There are signs that things are changing. Several leading rap artists, including top seller Kanye West, have admitted that homophobia is rampant in the industry and they have spoken out against it. West had previously spoken out against gay lyrics. There are also a handful of openly gay rappers such as Deadlee, who has held national US tours of his music and appeared on television to talk about his sexuality.

Dean, however, hopes that hip hop will soon put its homophobia behind it. He says the music changed dramatically from hip hop’s roots in nightclubs and parties to a celebration of urban violence and gang life as ‘gangsta rap’ became the norm. Homophobia grew up alongside that musical shift as most successful artists used songs that idolised guns, drugs and crime. ‘We need to get hip hop back to those party roots and away from the gangsta rap culture,’ he said.

However, Dean’s book shows that heterosexual rappers clearly have no monopoly on tough upbringings. Dean’s book is a searing description of a tough childhood on the streets of Detroit, ironically also the home town of Eminem. His mother was a prostitute addicted to drugs who later contracted HIV.

Dean eventually suffered a childhood sexual assault from a male babysitter and ended up serving jail time in Nashville for stealing a car.

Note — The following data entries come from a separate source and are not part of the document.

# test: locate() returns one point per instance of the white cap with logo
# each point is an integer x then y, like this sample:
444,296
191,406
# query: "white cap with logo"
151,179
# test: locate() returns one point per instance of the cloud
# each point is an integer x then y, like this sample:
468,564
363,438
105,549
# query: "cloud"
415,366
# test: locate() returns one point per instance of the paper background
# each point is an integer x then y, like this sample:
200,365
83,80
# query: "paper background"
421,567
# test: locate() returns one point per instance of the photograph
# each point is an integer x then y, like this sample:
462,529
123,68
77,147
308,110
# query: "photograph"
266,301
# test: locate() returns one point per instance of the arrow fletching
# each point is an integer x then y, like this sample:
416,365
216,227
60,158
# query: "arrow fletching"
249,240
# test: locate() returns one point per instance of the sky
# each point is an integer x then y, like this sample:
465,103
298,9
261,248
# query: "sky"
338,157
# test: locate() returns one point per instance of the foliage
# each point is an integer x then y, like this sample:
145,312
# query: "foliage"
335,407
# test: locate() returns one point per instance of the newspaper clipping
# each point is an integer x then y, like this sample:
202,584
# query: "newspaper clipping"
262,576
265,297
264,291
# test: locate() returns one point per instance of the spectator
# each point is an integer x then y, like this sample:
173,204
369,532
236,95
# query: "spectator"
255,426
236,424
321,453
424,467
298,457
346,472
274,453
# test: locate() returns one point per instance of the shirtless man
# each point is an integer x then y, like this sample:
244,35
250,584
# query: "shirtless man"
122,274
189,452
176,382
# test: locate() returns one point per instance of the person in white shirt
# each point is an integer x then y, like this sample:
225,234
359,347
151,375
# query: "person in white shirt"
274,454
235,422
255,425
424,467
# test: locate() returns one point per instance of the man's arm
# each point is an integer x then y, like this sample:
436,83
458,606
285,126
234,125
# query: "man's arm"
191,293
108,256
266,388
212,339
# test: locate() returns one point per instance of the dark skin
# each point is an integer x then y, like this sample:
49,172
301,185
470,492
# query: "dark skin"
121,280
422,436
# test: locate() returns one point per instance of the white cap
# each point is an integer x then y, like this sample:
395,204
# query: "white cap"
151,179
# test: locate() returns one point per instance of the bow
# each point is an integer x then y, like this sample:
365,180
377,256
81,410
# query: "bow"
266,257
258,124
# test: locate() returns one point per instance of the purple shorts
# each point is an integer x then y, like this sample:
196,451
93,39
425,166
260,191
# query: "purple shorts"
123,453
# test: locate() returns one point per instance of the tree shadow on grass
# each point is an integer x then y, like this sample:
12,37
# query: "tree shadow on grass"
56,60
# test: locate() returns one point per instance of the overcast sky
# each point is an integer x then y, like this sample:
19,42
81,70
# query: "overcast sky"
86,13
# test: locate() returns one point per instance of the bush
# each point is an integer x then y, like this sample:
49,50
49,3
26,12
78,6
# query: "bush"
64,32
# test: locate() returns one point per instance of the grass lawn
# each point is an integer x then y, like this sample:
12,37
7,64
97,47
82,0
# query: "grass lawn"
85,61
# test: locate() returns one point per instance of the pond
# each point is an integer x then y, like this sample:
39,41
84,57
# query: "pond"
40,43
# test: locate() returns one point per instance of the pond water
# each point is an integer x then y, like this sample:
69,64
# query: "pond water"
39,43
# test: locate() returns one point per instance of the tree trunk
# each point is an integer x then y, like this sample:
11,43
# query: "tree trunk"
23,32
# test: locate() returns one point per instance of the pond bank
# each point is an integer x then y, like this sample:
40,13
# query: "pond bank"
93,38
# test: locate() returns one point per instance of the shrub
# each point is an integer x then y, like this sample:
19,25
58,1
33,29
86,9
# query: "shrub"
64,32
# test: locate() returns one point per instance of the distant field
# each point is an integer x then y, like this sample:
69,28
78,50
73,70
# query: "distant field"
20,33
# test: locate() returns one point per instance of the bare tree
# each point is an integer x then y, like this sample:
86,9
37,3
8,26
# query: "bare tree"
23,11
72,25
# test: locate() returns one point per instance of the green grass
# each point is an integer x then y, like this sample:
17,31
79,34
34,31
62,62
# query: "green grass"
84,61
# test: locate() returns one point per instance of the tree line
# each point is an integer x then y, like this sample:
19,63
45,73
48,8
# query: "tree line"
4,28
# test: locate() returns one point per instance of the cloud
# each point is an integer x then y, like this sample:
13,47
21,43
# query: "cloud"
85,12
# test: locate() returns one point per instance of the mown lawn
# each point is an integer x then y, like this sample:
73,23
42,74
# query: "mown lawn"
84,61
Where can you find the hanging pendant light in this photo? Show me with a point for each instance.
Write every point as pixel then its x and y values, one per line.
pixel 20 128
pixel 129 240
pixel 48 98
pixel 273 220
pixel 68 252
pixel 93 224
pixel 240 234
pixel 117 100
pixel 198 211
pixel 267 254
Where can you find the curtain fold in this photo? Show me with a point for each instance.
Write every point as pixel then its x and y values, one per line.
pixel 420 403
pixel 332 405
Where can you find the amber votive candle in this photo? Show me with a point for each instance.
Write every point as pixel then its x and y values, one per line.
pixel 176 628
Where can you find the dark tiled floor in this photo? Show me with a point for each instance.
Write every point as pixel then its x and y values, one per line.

If homophobic rappers are looking for a dubious sense of ‘authenticity’, then they can just as easily find it in Dean’s background as in the most masculine of gangsta rappers. But for Dean his purpose in writing the book was simply to shine a rare light on the most shadowed corner of some of the most popular music in the world.

‘Everyone knows. It is not a secret in that sense. It is just that people do not talk about what goes on in private and who is sleeping with who. Now I hope a mainstream artist will have the courage to soon come out,’ he said.

Rappers’ Rants

· In his single ‘Criminal’ in 2000, Eminem sang: ‘Whether you’re a fag or a lez, Or the homosex, hermaph or a trans-vest, Pants or dress – hate fags? The answer’s yes.’

· In the April 2004 issue of Playboy the American rapper made the point clearly: ‘I don’t like gay people around me, because I’m not comfortable with what their thoughts are.’

· Jamaican rapper Beenie Man’s song ‘Damn’ includes lines such as ‘come to execute all the gays’ which led to the cancellation of several concerts in July 2006.

· American hip hop artist Kanye West spoke out against gay lyrics on MTV in 2004. He told a US magazine he ‘wouldn’t feel comfortable at a gay bar. I wouldn’t go to a gay parade’.